So… where was I? Oh yes, still in Cape Verde. The last island I visited was Fogo, and it has left a lasting impression on me. As mentioned in the previous blog, we would be dropped off in Fogo in the early morning with half of the passengers, whilst the other half visited Brava. The ship then returned late afternoon to collect us. As with the other volcanic islands, we embarked our minivans and headed up the cobbled roads through lust vegetation. As we ascended the island, the volcanic formation of the island became more noticeable. Dr Chris Edwards was again in his element as he explained what we were standing on whenever there was a break in the journey. Seeing this photo from one of our stops has made me laugh out loud…



 A young souvenir seller in Fogo       


Understandably, the local souvenir sellers knew where we would be pausing in order to enjoy the views, and they had a faster vehicle than we did. As a result, they would be ready prior to our arrival. At one of the stops, we were looking out on the round huts built from volcanic stone that we were occasionally passing. The locals had made models of these to sell. Whilst all the adult vendors were showing their wares to our passengers, the lad shown in the photo just stood there with his arm outstretched and one model hanging from his hand. One of passengers sweetly tried to engage him in conversation, even using some Portuguese, but he just stood there and his expression never altered. Eventually, the lady motioned that she would buy his solitary model and he moved his other arm to collect the money. Those of us watching thought that would be his job done for the day, but with perfect comedy timing, as soon as the purchaser turned away, he brought out another model that he had been hiding on the inside of the crash barrier and continue his unique selling technique. A true Del Boy in the making!



One of the round huts made from volcanic rock that had been modelled    


We continued into Fogo Natural Park, and I realised that we were now inside the caldera of the volcano. The volcano had only erupted a year before, on 24th November 2014, and some of the Expedition Team had been to Fogo prior to that most recent eruption, and were very excited to be able to return. (The date on the photos I am showing here is 2nd October 2015). You could clearly see the black twisted lava deposits as we were very carefully driven around the edge of the lava field to be able to witness geology at its most raw.
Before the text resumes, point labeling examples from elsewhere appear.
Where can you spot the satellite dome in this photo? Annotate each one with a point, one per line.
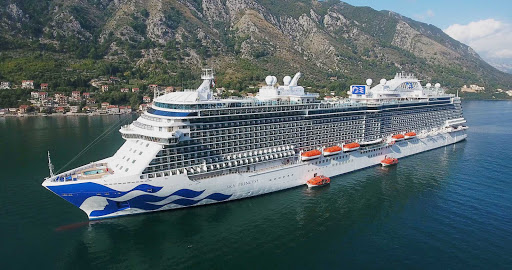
(287, 80)
(274, 80)
(269, 80)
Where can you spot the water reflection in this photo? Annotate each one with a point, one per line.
(351, 202)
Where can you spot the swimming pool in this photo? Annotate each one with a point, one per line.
(93, 172)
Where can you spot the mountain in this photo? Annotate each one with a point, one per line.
(69, 42)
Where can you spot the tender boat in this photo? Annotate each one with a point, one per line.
(351, 147)
(410, 135)
(309, 155)
(333, 150)
(389, 161)
(318, 181)
(397, 137)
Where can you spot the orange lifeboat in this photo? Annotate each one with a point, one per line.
(333, 150)
(410, 135)
(310, 155)
(398, 137)
(351, 147)
(388, 161)
(318, 181)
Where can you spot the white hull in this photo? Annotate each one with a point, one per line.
(178, 191)
(326, 154)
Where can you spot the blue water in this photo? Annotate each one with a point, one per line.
(449, 208)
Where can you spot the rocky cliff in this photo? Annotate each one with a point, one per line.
(321, 38)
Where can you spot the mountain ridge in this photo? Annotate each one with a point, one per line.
(244, 40)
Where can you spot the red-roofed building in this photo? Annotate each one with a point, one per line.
(125, 109)
(27, 84)
(143, 107)
(113, 109)
(23, 108)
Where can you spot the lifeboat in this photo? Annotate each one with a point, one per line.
(333, 150)
(318, 181)
(351, 147)
(310, 155)
(388, 161)
(397, 137)
(410, 135)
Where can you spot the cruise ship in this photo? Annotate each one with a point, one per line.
(191, 148)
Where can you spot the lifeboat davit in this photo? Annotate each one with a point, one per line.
(388, 161)
(398, 137)
(310, 155)
(333, 150)
(351, 147)
(318, 181)
(410, 135)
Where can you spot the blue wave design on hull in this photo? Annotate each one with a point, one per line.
(78, 193)
(144, 202)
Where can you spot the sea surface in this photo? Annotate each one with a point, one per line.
(450, 208)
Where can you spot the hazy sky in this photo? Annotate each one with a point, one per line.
(485, 25)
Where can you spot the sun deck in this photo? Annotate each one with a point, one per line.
(88, 172)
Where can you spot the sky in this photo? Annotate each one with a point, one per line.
(485, 25)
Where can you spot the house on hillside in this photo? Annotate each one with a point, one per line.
(125, 109)
(143, 107)
(74, 109)
(23, 108)
(5, 85)
(27, 84)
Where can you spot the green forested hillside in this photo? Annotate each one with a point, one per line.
(69, 42)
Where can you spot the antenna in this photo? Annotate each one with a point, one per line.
(50, 165)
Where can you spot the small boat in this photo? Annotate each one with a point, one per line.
(333, 150)
(410, 135)
(318, 181)
(351, 147)
(397, 137)
(309, 155)
(388, 161)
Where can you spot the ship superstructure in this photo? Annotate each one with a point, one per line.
(191, 148)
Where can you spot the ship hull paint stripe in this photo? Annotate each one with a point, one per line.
(244, 185)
Eventually, after much delicate negotiation of roads that no longer existed, we looked out on a painful sight… the village of Chã das Caldeiras. It might seem crazy to have a village built inside a caldera, but when you consider that ships sail into Santorini without concern, perhaps it is not so crazy after all. 1,200 people lived in the village, but the eruption destroyed over 90% of the 220 houses that comprised the settlement. From our vantage point, you could see the rooftops of the buildings amidst the lava field.



The remains of part of Chã das Caldeiras, with the rooftops visible in the distance 


However, not to take such natural disasters lying down, the locals had already begun to fight back. Due to the volcanic soil, the village was the only place in Cape Verde that grew significant quantities of grapes and produced export-quality wine. The Agricultural Collective within the village had already responded and, with overseas assistance, a new restaurant had been built on top of the now stable lava field. Yesterday, I renewed my house insurance, and I always have difficulty doing so because the Royal Military Canal is about 60 yards from my back garden. I can only imagine the reaction of insurance companies if someone was to ring and mention that their building was inside a caldera and built on top of a lava field! We had a sumptuous lunch in the new facility, and were told about the Cape Verdean wines and enjoyed a few samples.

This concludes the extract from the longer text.